Только посмеивается.
– Да вот все, что кругом, ваше высокоблагородие, видите, - все мною перепорото!
Толстых лет под шестьдесят. Нона вид не больше сорока. Он бравый мужчина, в усах, подбородок всегда чисто-начисто бреет. Живет по-сахалински, зажиточно. Одет щеголевато, в пиджак, высокие сапоги, даже кожаную фуражку, - верх сахалинского шика. Вообще "себя соблюдает". Настроение духа у него всегда великолепное: шутит и балагурит.
Толстых, - как и по его странной фамилии видно, сибиряк. На вопрос, за что попал в каторгу, отвечает:
– За жану!
Он отрубил жене топором голову.
– За что ж ты так ее?
– Гуляла, ваше высокоблагородие.
Попав на Сахалин, этот сибирский Отелло "не потерялся". Сразу нашелся: жестокий по природе, сильный, ловкий, он пошел в палачи.
Человек рожден быть артистом. Человек изо всего сделает искусство. Какой инструмент ему ни дайте, он на всяком сделается виртоузом. Сами смотрители тюрем жалуются:
– У хорошего палача ни за что не разберешь: действительно он порет страшно, или вид только делает. Удар наносит, кажется, страшный...
Действительно, сердце падает, как взмахнет плетью...
– А ложится плеть мягко и без боли. Умеют они это, подлецы делать. Не уконтролируешь!
Толстых научился владеть плетью в совершенстве. И грабил же он каторгу! Заплатят, - после ста плетей человек встанет, как ни в чем не бывало. Не заплатят, - держись.
Человек ловкий и оборотистый, он умел вести свои дела "чисто": и начальство его поймать не могло и каторга боялась.
Боялась, но в те жестокие времена палача, с которым можно столковаться, считала для себя удобным.

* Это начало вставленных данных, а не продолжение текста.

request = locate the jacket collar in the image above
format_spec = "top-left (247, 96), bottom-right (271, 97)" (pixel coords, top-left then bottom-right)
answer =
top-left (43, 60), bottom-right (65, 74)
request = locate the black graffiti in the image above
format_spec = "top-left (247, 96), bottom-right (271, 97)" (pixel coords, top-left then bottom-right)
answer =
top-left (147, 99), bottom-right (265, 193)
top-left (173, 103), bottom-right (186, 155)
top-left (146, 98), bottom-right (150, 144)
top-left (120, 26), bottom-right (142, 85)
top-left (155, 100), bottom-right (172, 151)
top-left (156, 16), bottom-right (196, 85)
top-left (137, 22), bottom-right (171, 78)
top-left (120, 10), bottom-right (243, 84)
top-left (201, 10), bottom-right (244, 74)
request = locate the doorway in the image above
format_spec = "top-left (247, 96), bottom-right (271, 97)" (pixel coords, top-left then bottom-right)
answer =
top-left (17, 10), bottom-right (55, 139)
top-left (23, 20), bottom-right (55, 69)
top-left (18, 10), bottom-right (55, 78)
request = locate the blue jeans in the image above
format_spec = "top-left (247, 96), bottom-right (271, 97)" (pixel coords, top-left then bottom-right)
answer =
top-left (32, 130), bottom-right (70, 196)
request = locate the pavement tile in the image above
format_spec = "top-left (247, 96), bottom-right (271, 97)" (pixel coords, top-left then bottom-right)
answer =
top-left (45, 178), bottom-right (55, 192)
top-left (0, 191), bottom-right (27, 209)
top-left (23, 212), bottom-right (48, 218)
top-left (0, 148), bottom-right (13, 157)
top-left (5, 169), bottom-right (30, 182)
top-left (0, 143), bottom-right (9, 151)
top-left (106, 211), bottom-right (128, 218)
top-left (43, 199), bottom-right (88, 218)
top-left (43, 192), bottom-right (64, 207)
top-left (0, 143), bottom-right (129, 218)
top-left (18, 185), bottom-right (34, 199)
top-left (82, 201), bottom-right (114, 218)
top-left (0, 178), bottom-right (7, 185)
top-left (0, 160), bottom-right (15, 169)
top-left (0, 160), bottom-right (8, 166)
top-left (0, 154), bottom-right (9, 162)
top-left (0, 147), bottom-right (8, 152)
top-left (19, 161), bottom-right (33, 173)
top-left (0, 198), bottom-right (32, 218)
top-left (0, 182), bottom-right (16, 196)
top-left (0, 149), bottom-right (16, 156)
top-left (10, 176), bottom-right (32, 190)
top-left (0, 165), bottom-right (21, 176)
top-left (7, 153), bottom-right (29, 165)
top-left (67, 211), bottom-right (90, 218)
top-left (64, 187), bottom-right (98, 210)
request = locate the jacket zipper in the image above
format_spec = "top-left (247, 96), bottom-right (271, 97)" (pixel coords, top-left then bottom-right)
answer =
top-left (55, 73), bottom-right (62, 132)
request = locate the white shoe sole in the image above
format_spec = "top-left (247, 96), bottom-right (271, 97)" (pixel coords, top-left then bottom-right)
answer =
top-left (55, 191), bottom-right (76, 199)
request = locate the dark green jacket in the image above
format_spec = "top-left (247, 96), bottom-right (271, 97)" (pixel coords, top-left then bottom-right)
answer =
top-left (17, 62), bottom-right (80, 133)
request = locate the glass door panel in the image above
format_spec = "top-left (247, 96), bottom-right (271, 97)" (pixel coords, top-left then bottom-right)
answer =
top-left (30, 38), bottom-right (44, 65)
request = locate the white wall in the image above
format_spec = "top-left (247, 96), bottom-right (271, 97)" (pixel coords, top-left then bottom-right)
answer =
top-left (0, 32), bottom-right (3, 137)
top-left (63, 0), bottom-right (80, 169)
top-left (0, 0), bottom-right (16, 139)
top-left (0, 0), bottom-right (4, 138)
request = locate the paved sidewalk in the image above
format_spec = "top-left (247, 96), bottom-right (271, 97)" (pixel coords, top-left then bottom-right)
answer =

– Знал, с кого сколько взять!
– поясняли мне старые каторжане на вопрос, как же каторга терпела такого "грабителя".
– Мне каторга, неча Бога гневить, досталась легко!
– говорит Толстых.
Окончив срок каторги, Толстых вышел на поселение с деньгами и занялся торговлей. Он барышничает, скупая и перепродавая разное старье.
Его никто не чурается, - напротив, с ним имеют дело охотно.